Fix missing chunks

Oh, you are absolutely right. Now thinking about it that’s exactly what happened. Maybe Duplicacy should annotate the storage with which client last performed prune and clients would distrust cache if it wasn’t them?

I think the solution is to compare the timestamp of the cached copy with that of the file in the storage. However, due to an oversight in the design, the backend API doesn’t return the modification times when listing files in the storage (although most storages should support it).

Where do I find that file in a duplicacy-web install (on linux)?
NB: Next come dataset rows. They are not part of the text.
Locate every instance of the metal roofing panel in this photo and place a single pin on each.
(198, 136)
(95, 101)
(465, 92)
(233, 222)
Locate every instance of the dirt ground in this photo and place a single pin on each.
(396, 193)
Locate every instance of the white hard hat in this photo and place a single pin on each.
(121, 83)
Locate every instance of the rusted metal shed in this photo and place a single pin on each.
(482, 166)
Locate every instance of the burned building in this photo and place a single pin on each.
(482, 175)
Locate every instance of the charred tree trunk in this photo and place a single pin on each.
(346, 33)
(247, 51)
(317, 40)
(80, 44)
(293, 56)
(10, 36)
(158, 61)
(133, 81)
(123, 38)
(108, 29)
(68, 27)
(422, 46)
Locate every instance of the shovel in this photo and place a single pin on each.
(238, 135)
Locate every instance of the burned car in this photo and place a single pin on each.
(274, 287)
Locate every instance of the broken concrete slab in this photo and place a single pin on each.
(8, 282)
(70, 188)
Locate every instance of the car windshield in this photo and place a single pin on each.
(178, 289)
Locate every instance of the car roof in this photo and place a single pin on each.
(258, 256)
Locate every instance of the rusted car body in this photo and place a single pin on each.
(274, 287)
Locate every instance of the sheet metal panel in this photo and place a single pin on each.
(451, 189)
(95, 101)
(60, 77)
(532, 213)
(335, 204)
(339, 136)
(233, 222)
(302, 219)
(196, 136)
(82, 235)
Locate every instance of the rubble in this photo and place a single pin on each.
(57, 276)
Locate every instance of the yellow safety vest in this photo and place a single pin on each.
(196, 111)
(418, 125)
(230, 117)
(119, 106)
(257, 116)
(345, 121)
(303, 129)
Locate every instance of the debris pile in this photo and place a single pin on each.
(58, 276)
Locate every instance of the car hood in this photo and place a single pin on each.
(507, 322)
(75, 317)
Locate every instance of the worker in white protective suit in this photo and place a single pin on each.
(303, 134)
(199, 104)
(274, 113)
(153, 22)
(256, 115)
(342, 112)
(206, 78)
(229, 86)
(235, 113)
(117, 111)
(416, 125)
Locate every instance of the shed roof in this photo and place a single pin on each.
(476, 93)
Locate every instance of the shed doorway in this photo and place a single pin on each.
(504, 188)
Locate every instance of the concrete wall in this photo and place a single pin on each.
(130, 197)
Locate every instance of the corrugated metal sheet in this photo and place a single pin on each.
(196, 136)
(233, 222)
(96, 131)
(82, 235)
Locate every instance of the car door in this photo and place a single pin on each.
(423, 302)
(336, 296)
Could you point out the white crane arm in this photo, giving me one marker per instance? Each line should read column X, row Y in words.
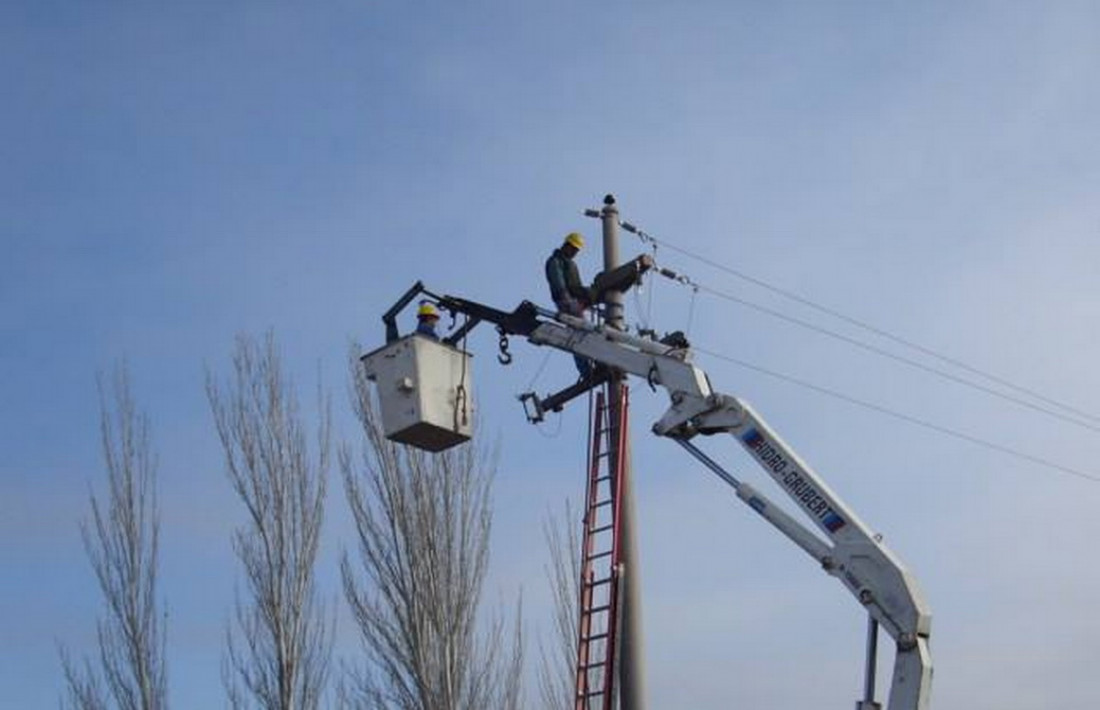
column 850, row 552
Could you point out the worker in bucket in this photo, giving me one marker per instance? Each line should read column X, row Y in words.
column 427, row 318
column 567, row 290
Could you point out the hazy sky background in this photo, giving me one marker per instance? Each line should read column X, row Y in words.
column 173, row 174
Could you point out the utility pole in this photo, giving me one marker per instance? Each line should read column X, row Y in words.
column 631, row 670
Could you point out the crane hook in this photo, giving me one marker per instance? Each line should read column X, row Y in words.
column 504, row 357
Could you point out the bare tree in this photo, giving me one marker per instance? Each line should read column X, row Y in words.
column 415, row 586
column 122, row 543
column 558, row 654
column 278, row 653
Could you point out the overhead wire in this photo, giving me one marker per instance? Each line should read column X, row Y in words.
column 908, row 361
column 646, row 238
column 904, row 417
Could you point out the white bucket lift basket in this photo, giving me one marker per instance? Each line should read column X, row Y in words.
column 425, row 392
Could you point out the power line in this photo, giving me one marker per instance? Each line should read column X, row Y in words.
column 866, row 326
column 898, row 358
column 905, row 417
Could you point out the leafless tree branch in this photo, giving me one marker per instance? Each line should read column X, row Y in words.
column 558, row 655
column 278, row 655
column 122, row 543
column 415, row 585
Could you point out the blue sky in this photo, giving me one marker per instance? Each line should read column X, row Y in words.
column 173, row 174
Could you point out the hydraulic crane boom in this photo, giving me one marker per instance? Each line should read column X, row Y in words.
column 851, row 552
column 846, row 548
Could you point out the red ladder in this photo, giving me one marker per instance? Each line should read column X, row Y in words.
column 600, row 559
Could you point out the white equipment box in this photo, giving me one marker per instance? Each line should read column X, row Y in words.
column 425, row 391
Those preferences files are auto-generated in the web GUI so it is not recommended to modify them. If you want to change the repository id (which is called a backup id in the web GUI), just create a new backup with a new backup id.

1 Like

Is there a way to duplicate and modify an existing backup? In order to follow the above instructions I obviously also need to use the same filters…
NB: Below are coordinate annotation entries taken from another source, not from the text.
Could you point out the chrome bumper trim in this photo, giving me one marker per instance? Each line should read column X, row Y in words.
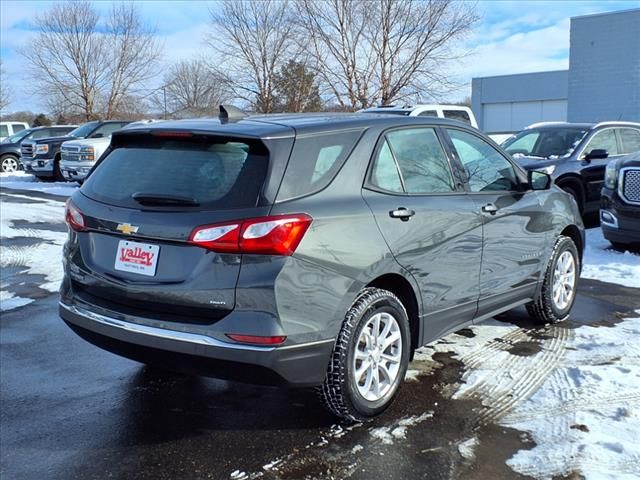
column 174, row 334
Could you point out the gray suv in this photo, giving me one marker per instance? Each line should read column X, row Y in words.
column 310, row 250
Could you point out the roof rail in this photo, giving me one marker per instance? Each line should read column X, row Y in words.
column 229, row 113
column 542, row 124
column 617, row 122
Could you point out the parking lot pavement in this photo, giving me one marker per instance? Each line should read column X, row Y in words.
column 474, row 405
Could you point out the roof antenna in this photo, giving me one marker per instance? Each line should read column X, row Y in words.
column 229, row 113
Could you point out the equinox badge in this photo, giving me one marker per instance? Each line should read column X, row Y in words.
column 127, row 228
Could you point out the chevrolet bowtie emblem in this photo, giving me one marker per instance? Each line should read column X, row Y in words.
column 126, row 228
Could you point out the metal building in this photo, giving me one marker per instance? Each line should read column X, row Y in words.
column 602, row 83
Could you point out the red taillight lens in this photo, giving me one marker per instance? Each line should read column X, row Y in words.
column 277, row 235
column 74, row 217
column 257, row 340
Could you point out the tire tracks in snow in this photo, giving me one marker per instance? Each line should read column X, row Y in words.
column 510, row 379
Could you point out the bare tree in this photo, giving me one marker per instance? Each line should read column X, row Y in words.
column 4, row 91
column 90, row 66
column 134, row 53
column 370, row 51
column 296, row 89
column 192, row 88
column 255, row 37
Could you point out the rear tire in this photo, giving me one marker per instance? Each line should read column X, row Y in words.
column 558, row 292
column 370, row 357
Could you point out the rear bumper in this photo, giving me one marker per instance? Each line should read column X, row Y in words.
column 301, row 365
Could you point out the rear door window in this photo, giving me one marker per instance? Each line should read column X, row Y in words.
column 213, row 172
column 630, row 140
column 421, row 159
column 315, row 161
column 487, row 170
column 603, row 140
column 412, row 160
You can edit ~/.duplicacy-web/duplicacy.json directly – find the backup in computers -> repositories and then change the id.

Changing that doesn’t change the backup ID in the UI. Will it still work?

Forgot to mention that you’ll need to restart the web GUI for the changes in duplicacy.json to take effect. Better yet, edit duplicacy.json while the web GUI is not running otherwise your changes may be overwritten.

1 Like

Can I restart the web-ui while a backup job is running?

Here is my reply from the other thread earlier today:

The CLI can be terminated any time and it shouldn’t leave any half-uploaded files on the cloud storage server, if the server behaves properly, because the content length is always set and the server should never store an incomplete chunk file shorter than the content length. OneDrive for Business is an exception but we’ve fixed that in the latest CLI release by using a different upload API.

For non-cloud storages like sftp and local disk, the CLI uploads to a temporary file first and then rename the temporary file once the upload completes. Aborting should cause any partial upload.

So are you saying that restarting the web-ui will stopp the cli but ir doesn’t matter?

BTW: you can quote text from other topics/threads. That will create links between those topics.

So I just waited for the backup to finish and then edited duplicacy.json, then restarted the web-ui. The new backup-ID showed up in the ui, and the backup went through without problems. But I don’t think it worked as intended because it uploaded tons of files that were supposed to be excluded (and which were excluded before renaming the ID). Might it be that renaming the repo in the .json file results in duplicacy displaying filters in the web-ui but not actually applying them?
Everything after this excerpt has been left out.